Funded Grants


Tracking engagement in human communication from wearable sensors in real-world environments

Face-to-face communication plays a fundamental role in human behavior. We seek help, share information, and maintain social bonds through interpersonal, often face-to-face, communication. Real world communication is rich, nuanced, and impacted moment-by-moment by subtle linguistic and nonlinguistic cues. Yet, our research has tended to carve communication at its joints. Researchers investigating speech perception, voice recognition, face recognition, speech production, and gesture have engaged in largely parallel progress with surprisingly little cross-talk and virtually no attempts to build ‘universal’ approaches to human communication. Moreover, most research has adhered to carefully controlled laboratory studies, the very nature of which influences the theoretical constructs we identify as significant, the questions we pursue, and the answers we can discover.

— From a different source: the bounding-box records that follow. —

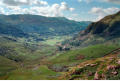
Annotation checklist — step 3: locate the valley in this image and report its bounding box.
[0,12,120,80]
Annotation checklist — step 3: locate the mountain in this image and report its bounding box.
[63,12,120,46]
[0,14,91,36]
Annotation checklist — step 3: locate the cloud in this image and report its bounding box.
[1,2,74,17]
[1,0,48,6]
[89,7,120,20]
[103,0,120,4]
[78,0,93,3]
[0,7,5,14]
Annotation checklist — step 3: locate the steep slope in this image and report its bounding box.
[62,48,120,80]
[0,21,28,37]
[63,12,120,46]
[0,14,90,36]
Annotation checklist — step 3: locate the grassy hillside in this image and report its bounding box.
[0,14,91,37]
[63,12,120,47]
[61,49,120,80]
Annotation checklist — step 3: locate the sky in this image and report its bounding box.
[0,0,120,21]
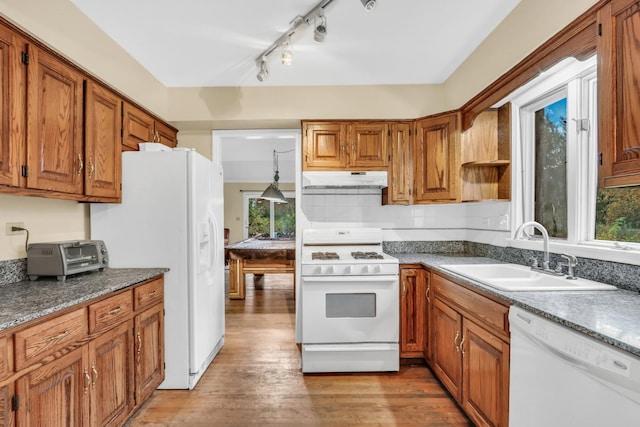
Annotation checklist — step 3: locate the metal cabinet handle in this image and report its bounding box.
[45,329,71,342]
[107,305,122,316]
[76,153,84,175]
[136,332,142,365]
[84,368,91,394]
[91,363,98,389]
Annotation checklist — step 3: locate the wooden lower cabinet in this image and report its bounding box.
[0,277,164,427]
[429,273,510,426]
[135,304,164,403]
[89,321,135,426]
[16,346,91,426]
[400,267,425,358]
[0,385,13,427]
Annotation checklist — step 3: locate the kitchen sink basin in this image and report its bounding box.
[441,264,616,291]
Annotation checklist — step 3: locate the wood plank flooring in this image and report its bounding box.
[128,274,472,427]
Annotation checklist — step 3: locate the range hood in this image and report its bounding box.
[302,171,387,189]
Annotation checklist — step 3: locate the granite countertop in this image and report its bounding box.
[0,268,168,331]
[390,253,640,357]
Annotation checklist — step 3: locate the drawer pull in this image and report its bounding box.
[91,363,98,389]
[107,305,122,316]
[136,332,142,365]
[46,329,71,342]
[84,368,91,394]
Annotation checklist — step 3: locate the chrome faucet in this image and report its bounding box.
[514,221,552,271]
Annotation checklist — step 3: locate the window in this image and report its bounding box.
[244,192,296,239]
[508,57,640,258]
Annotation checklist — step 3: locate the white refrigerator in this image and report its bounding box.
[91,149,225,389]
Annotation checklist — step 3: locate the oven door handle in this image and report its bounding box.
[302,275,398,283]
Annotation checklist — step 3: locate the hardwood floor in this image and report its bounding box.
[129,275,472,426]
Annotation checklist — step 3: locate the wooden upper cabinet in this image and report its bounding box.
[27,45,85,194]
[85,81,122,198]
[347,122,389,170]
[302,122,348,170]
[302,121,389,171]
[597,0,640,187]
[382,123,413,205]
[413,112,460,203]
[122,102,178,151]
[154,120,178,148]
[0,25,27,187]
[122,102,156,151]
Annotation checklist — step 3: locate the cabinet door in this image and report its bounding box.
[382,123,413,205]
[460,319,509,426]
[16,346,91,426]
[413,113,460,203]
[0,385,13,427]
[122,101,157,151]
[155,120,178,148]
[400,268,425,357]
[135,304,164,404]
[432,297,462,401]
[348,122,389,170]
[89,320,134,426]
[423,270,433,361]
[85,81,122,198]
[27,45,85,194]
[302,123,348,170]
[0,25,26,187]
[597,0,640,186]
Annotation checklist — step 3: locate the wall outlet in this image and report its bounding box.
[7,222,24,236]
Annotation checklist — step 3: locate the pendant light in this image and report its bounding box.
[258,150,289,203]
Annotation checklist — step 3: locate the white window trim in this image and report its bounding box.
[504,57,640,265]
[242,191,296,239]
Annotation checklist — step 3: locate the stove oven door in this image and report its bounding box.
[301,276,399,372]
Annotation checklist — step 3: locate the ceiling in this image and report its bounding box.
[71,0,520,87]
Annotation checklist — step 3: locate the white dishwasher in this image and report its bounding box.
[509,306,640,427]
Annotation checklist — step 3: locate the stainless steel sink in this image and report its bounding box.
[441,264,616,291]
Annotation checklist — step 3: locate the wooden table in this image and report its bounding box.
[225,238,296,299]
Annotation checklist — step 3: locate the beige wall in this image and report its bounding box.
[224,182,295,243]
[0,194,89,260]
[0,0,596,259]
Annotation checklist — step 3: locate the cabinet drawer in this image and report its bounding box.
[89,290,133,333]
[0,336,12,381]
[133,278,164,311]
[15,308,88,370]
[431,274,509,337]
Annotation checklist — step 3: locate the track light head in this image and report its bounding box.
[360,0,376,10]
[256,58,269,82]
[313,9,327,43]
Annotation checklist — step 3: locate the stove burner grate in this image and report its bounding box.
[351,251,384,259]
[311,252,340,260]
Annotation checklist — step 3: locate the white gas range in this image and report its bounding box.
[300,228,400,373]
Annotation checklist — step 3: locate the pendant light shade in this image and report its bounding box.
[259,150,289,203]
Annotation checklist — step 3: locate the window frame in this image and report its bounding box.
[242,191,296,239]
[499,56,640,265]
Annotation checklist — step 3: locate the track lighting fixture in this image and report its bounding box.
[360,0,376,10]
[256,57,269,82]
[282,37,293,65]
[313,9,327,43]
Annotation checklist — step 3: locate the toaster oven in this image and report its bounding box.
[27,240,109,281]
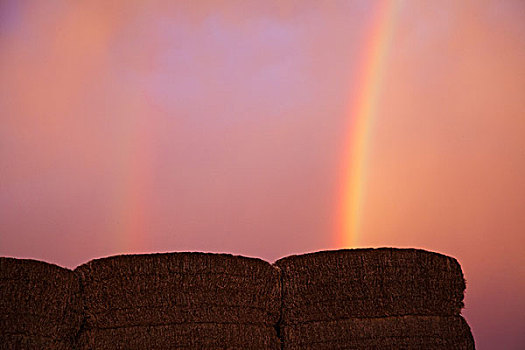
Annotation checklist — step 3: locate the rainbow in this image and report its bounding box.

The time is right to develop new tools and approaches to break human communication research out of the laboratory and pursue it in real world contexts. The wide and ever-growing array of wearable sensors available to track behavior (accelerometers, GPS, heart rate, motion, portable neuroimaging, etc.) offers the potential to collect highly detailed, time-resolved records of multiple facets of real-world behavior. At the same time, powerful new computational approaches are being developed for automatic speech recognition, object/event recognition, behavior recognition, and video/image analysis that can monitor detailed sensor data in real-time, and categorize it according to the emotional valence of speech, the engagement of a listener, the amusement of a conversation partner, or a host of other dimensions. As colleagues at Carnegie Mellon University, we see a unique opportunity to blend our cognitive science and computer science research programs to break new empirical and analytical ground in understanding human communication in the wild.

Our central hypothesis is that understanding real-world communication will require us to direct new research focus to engagement. Face-to-face communication is more than an exchange of continuous speech input modestly supported by a view of the talker. We aim to understand dynamic signals (under both conscious and unconscious control) that meet communicative demands, how we pick up on (or miss) these signals, and the impact of these signals on what gets communicated.

In this two-year project, we will study the ultimate communication innovators – teenage girls – who, across hundreds of years, have been documented to be on the leading edge of communication change and thus provide an excellent initial testing ground. We take the approach of collecting acoustic, video, and eye gaze data via sensor-embedded glasses across a freely flowing coffee shop conversation between familiar pairs of teens, and the same teens shuffled so that the pairs are strangers. We will extract and quantify signals such as laughing, amount of time to react and silences, gaze aversion and engagement, convergence of speech, and face emotions beyond laughter using machine learning algorithms, and then calculate an engagement value from these behavioral metrics. This rich dataset, with an experimental manipulation across dyad familiarity, will allow us to rigorously test the feasibility of these (and other) real-world indices of communication and engagement.